No tardamos mucho en ver a los tres. Empezaré por el más tardío pero el que más ilusión me hizo ver , y sobre todo disfrutar ya que la única que lo había visto había sido muy fugaz. Buscando estaba por las zonas más densas de carrizo cuando un pequeño pajarillo pardo pasó ante mi objetivo para posarse en una pequeña masa de vegetación cercana al observatorio. Se metió en la maleza pero unos segundos después salió a la luz para ponerse a tiro de nuestras cámaras (únicos que me gustaría que sonasen en el campo). Ahí pudimos disfrutar de uno de las más escasos de nuestros humedales, el Carricerín Real (Acrocephalus melanopogon). Éste pequeñín, de característica ceja y baberos blancos,  es sedentario en nuestro territorio en el que se reproduce principalmente en Baleares y el Levante, teniendo algún población en el interior. Y nosotros vimos uno de esos pocos elegidos a escasos metros. Os pongo alguna foto de Juanra, que lo sacó genial.

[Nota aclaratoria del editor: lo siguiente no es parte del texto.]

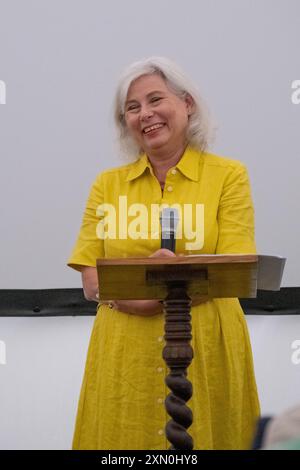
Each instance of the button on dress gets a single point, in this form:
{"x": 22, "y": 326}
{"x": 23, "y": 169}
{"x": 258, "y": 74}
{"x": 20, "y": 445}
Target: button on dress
{"x": 121, "y": 404}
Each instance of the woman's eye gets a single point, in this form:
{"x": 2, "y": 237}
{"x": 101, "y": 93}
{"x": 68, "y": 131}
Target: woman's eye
{"x": 132, "y": 107}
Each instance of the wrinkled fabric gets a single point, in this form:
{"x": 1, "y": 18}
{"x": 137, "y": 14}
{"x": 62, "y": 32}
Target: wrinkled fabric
{"x": 121, "y": 403}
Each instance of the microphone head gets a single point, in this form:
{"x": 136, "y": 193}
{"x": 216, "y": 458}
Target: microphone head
{"x": 169, "y": 218}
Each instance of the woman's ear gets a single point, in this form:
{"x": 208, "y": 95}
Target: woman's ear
{"x": 189, "y": 103}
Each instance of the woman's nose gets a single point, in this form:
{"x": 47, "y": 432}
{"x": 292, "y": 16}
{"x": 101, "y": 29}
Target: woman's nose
{"x": 146, "y": 113}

Carricerín Real (Acrocephalus melanopogon)

Carricerín Real (Acrocephalus melanopogon)

Carricerín Real (Acrocephalus melanopogon)

Carricerín Real (Acrocephalus melanopogon)

Carricerín Real (Acrocephalus melanopogon)

Carricerín Real (Acrocephalus melanopogon)

Carricerín Real (Acrocephalus melanopogon). 
Juan Ramón Cuervo

Carricerín Real (Acrocephalus melanopogon). 
Juan Ramón Cuervo

Carricerín Real (Acrocephalus melanopogon).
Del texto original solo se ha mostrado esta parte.